MobTown CrossFit – CrossFit
Warm-up
1. Movement Prep/Activation and Increasing Heart Rate
Burgener Warm Up Clean + Skill Transfer (15:00)
* 10 minutes with a PVC or Empty Barbell
* Perform 3-5 reps at each movement
-into-
3x High Hang Clean + 3x Hang Clean + 3x Clean (PVC or Empty Barbell)
* 5 minutes, 2-3 Ttimes through
* Focus on footwork and finishing the pull
3. Workout Prep
2 sets:
5/4 Calorie Air Bike
4 Wall Balls
2 Thrusters (build-in weight)
Weightlifting
Power Clean and Jerk
Every 1:00 for 8 minutes:
2 Power Clean and Jerks at 60-75%
* Can drop and reset between reps.
Metcon
COMP: Metcon (12 Rounds for time)
Every minute on the minute for 6 minutes:
Odd: 15 Wall balls (20/14)
Even: 12/10 Calorie Echo Bike
-rest 2:00 –
Every minute on the minute for 6 minutes:
Odd: 10 Thrusters (95/65)
Even: 12/10 Calorie Echo Bike
Target time each set:
Wall Ball: 20-25 seconds
Thrusters: 20-25 seconds
Calorie Bike: 30-35 Seconds
Time cap each set: 40-seconds
We are aiming for a moderately high pace on each minute that allows us to stay consistent with sets and rest time as we bounce back and forth between stations. The goal should be to have at least a 1:1 work-to-rest ratio per minute.

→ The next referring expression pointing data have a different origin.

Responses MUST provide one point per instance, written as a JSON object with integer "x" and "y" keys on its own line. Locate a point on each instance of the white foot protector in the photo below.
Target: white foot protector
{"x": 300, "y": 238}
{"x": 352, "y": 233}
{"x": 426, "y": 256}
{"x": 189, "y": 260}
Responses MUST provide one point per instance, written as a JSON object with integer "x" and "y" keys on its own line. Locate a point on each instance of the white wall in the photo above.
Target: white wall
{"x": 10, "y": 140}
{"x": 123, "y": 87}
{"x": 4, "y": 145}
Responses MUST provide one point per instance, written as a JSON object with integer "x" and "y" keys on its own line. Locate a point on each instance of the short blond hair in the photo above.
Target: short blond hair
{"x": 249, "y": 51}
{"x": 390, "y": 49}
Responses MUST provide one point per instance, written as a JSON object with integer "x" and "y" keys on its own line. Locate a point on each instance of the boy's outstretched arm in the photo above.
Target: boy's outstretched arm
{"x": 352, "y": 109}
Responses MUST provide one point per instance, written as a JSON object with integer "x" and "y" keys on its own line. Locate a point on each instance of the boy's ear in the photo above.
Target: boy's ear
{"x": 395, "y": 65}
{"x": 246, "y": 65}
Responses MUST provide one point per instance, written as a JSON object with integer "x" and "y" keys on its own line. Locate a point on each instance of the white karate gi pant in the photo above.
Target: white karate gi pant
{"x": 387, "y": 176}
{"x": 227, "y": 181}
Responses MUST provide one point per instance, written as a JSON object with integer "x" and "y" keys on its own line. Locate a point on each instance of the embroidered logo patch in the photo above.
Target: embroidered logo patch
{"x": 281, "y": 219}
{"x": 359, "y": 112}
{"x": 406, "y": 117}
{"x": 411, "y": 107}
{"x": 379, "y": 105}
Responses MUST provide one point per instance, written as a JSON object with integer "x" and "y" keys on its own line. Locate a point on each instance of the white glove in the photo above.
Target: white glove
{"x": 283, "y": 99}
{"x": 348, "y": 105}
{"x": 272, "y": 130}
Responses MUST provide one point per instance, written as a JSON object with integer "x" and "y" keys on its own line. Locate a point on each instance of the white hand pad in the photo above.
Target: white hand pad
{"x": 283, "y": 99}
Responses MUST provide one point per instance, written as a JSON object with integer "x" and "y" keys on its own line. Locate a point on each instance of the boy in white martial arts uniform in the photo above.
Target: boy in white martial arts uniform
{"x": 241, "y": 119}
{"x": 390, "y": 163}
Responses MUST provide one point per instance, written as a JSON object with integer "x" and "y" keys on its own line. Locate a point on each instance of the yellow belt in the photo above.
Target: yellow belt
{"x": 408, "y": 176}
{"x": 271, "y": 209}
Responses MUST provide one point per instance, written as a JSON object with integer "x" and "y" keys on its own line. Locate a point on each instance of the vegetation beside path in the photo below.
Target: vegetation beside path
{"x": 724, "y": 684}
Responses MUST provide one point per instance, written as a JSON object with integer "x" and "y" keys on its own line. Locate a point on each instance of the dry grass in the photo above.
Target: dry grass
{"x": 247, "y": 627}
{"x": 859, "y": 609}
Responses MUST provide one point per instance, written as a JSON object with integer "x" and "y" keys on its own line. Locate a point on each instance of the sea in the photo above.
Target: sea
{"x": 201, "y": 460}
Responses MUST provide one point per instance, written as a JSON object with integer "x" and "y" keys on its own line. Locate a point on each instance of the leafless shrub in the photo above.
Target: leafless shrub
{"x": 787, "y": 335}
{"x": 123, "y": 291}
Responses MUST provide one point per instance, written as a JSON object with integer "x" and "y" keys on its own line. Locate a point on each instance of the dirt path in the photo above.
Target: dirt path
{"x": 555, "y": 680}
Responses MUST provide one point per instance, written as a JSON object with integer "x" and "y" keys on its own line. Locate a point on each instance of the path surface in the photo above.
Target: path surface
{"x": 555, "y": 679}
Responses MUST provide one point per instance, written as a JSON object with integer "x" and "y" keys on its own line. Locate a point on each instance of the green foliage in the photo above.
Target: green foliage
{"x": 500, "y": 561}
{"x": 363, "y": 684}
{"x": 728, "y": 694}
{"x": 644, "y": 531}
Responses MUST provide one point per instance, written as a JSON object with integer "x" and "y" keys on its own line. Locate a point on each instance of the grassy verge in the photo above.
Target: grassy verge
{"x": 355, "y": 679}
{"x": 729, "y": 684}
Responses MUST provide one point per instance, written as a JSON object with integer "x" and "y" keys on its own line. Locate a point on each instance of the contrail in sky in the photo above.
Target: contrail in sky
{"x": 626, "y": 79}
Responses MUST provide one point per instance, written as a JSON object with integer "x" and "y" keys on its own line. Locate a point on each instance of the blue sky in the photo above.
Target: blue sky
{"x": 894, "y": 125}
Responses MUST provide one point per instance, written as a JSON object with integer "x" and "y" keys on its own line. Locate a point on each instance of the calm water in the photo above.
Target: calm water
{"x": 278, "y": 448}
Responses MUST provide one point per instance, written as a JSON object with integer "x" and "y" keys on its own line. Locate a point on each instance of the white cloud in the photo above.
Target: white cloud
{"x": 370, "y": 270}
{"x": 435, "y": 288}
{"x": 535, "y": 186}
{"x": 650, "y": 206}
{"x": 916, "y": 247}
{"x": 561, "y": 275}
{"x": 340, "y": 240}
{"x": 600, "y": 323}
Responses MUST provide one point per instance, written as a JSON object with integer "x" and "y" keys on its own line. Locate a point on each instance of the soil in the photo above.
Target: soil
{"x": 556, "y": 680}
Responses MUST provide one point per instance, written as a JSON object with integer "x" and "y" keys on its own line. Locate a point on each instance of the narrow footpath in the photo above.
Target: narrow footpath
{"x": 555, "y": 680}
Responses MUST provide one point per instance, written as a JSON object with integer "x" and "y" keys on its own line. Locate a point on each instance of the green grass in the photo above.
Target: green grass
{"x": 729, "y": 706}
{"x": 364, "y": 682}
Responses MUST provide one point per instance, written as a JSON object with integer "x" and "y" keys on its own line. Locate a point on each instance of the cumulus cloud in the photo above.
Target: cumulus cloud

Leg fatigue will steadily build across each set, so shake out your legs while resting and controlling their breathing.
The secret to surviving the wall ball/thruster is being steady, controlled, and breathing at the top.
FIT: Metcon (12 Rounds for time)
Every 1:00 (6:00)
Odd Minutes: 12 Wall balls (20/14)
Even Minutes: 10/8 Calorie Echo Bike
-rest 2:00-
Every 1:00 (6:00)
Odd Minutes: 10 Thrusters (75/55)
Even Minutes: 10/8 Calorie Echo Bike
(KG conv: WB 9/6, Thrusters 34/25)
Target time each set:
Wall Ball: 20-25 seconds
Thrusters: 20-25 seconds
Calorie Bike: 30-35 Seconds
Time cap each set: 40-seconds
We are aiming for a moderately high pace on each minute that allows us to stay consistent with sets and rest time as we bounce back and forth between stations. The goal should be to have at least a 1:1 work-to-rest ratio per minute. Leg fatigue will steadily build across each set, so shake out your legs while resting and controlling their breathing.
The secret to surviving the wall ball/thruster is being steady, controlled, and breathing at the top.